Récompensé du Grand Prix Spécial du Jury au Festival de Cannes en 1971, Et Johnny a pris le fusil est le premier et le seul film réalisé par le scénariste américain Dalton Trumbo, l’un des noms les plus connus du monde. dix d’Hollywoodn’a refait surface publiquement qu’en 1960 avec Exode par Otto Preminger. Le film revient sur la Croisette dans la section kaléidoscopique Cannes Classics de Cannes 2024.

Lutzkendorf et Nibelungen sont morts

Le dernier jour de la Première Guerre mondiale, Joe Bonham, un volontaire, est réduit en miettes par une bombe. Il n’a plus de bras, de jambes et de visage. Privé de tous organes sensoriels, il ne lui reste plus que son cerveau qui pense et rêve. Il essaie de communiquer avec l’infirmière mais, lorsqu’il y parvient en utilisant le code Morse avec sa tête, les médecins militaires rejettent ses supplications et le maintiennent en vie contre son gré… [sinossi – festival-cannes.com]
Je ne sais pas si je suis vivant et si je rêve
ou mort et se souvenant
Comment peux-tu dire ce qu’est un rêve
et qu’est-ce qui est réel quand tu ne peux même pas le dire
quand tu es éveillé et quand tu dors ?
Où suis-je?
UnMetallica.
J’ai rejoint le Parti communiste en 1944 et je l’ai quitté en 1948 sous prétexte d’être trop occupé pour assister à des réunions : en tout cas, elles étaient aussi ennuyeuses et révolutionnaires qu’un service du mercredi soir à l’église des Scientistes Chrétiens. À mon retour du Mexique en 1954, bien que convaincu que le Parti communiste américain avait peu d’avenir, j’étais tellement mécontent des procès en vertu de la loi Smith et de la condamnation de quatorze responsables du Parti communiste californien que j’ai immédiatement demandé à être réintégré dans le parti et j’ai été accepté pendant deux mois. plus tard.
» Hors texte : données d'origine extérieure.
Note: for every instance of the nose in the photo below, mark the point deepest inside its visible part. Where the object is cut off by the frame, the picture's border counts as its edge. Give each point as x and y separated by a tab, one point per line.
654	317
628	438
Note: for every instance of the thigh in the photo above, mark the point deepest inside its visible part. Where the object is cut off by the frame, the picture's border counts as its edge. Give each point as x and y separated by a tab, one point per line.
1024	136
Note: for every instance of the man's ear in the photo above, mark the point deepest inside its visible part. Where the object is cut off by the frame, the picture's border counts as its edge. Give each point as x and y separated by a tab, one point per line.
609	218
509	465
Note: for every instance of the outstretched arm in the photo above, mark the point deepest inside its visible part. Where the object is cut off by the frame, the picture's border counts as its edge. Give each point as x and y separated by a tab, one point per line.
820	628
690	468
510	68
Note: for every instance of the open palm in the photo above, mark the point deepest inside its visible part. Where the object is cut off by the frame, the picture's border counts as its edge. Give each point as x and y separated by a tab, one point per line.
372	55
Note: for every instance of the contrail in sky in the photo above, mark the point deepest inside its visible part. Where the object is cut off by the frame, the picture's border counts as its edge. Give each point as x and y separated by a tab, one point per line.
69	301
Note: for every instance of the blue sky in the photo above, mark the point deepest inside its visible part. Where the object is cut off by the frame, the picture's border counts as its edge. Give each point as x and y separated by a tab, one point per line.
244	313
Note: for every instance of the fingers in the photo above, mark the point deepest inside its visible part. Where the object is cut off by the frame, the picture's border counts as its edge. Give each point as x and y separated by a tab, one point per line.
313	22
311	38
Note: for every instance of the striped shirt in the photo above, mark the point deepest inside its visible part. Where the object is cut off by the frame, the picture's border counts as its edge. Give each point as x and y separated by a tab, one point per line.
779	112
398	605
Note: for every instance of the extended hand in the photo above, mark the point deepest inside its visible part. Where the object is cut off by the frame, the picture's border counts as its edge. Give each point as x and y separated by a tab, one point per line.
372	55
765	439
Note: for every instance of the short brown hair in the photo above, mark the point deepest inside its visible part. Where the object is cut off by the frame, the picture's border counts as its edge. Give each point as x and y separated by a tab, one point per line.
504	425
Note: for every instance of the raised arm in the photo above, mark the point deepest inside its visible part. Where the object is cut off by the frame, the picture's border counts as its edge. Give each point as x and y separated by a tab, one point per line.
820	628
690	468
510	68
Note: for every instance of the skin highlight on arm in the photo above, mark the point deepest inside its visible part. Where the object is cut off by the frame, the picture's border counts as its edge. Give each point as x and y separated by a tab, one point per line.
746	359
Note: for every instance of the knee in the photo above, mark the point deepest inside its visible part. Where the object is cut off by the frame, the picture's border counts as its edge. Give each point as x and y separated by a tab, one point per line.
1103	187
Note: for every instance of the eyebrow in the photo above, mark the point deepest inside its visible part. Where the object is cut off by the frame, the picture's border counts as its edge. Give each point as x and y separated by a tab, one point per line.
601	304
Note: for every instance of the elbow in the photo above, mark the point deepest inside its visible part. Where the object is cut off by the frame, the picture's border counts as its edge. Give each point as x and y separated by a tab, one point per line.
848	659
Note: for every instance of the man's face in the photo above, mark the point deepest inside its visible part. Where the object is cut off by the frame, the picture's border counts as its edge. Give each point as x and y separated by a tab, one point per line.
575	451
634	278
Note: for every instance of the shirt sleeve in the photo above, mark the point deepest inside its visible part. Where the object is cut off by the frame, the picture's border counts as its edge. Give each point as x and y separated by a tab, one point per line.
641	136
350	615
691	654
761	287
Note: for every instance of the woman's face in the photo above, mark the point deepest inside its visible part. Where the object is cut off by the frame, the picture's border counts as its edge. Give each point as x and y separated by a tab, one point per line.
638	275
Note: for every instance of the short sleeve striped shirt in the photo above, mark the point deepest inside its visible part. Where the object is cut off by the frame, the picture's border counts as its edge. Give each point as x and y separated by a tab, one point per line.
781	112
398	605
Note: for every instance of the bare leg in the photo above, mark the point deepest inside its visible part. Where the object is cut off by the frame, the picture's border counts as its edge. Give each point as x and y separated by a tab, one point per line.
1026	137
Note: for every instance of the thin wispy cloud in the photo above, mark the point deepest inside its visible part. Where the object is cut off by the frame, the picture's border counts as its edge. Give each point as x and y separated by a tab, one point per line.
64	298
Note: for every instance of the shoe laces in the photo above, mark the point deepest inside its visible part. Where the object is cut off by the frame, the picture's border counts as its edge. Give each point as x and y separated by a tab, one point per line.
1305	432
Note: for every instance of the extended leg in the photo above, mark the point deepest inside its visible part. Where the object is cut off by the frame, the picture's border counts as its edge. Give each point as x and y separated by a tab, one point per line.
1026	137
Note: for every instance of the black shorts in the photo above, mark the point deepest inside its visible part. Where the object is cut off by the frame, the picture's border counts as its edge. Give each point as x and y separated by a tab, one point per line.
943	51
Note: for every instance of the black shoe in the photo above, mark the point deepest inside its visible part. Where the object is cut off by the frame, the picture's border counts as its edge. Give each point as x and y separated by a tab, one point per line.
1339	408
Les procès du Smith Act étaient si insipides et la folie du maccarthysme si corrosive, la lâcheté des libéraux de la CIA si odieuse que, de toutes mes forces, j’ai voulu être au plus près de leurs victimes. Sous la pression de ce sentiment j’ai écrit Le diable dans le livre. Lorsque les condamnations californiennes ont été annulées et les accusés libérés, j’ai de nouveau quitté le parti, mais avec la même discrétion avec laquelle j’étais entré.
– Dalton Trumbo1

«Émotivité» et «humanitarisme»2. Peut-être devrions-nous partir de ces deux termes, utilisés par Giuliana Muscio à propos de Dalton Trumbo et de ses idéaux, pour aborder Et Johnny a pris le fusil (Johnny Got His Gun, 1971), pour tenter de lui donner une place politique, esthétique, humaine. Premier et unique réalisateur de Trumbo, récompensé par le Grand Prix Spécial du Jury à Cannes, ce film est imprégné de pacifisme, mais imprégné aussi de la conscience claire d’être une œuvre destinée à rester unique, autre, très loin de la logique commerciale et des perspectives d’avenir possibles. Après tout, Trumbo connaissait très bien les règles du jeu, la dynamique des lutte:

À Hollywood, la lutte pour la liberté d’expression est inextricablement liée à la lutte pour la sécurité économique. Ce double combat se traduit par l’exigence de l’écrivain de s’approprier ses idées, de développer librement ses scénarios et de mieux contrôler son matériel. C’est le combat commun à toutes les organisations progressistes et ouvrières, tout comme la lutte de ces dernières pour la paix et la sécurité est la même que celle de tous les écrivains de cinéma.3

Basé sur le roman du même nom publié par Trumbo lui-même en 1939, Et Johnny a pris le fusil c’est l’œuvre de la vie, unmonde de l’opéra capable de traverser le temps : de la Première Guerre mondiale (le temps du roman) à la Seconde (le moment de la parution du livre), jusqu’au conflit du Vietnam (la sortie du film a coïncidé avec le lent mais inexorable retrait de l’armée américaine). Toujours d’actualité et atroce aujourd’hui, et certainement aussi à l’avenir, le film façonne sur grand écran le monologue intérieur du malheureux protagoniste mis sur papier par Trumbo, plongeant non seulement dans la conscience de l’individu mais surtout dans la mauvaise conscience de le système du capital, du macrocosme militaire.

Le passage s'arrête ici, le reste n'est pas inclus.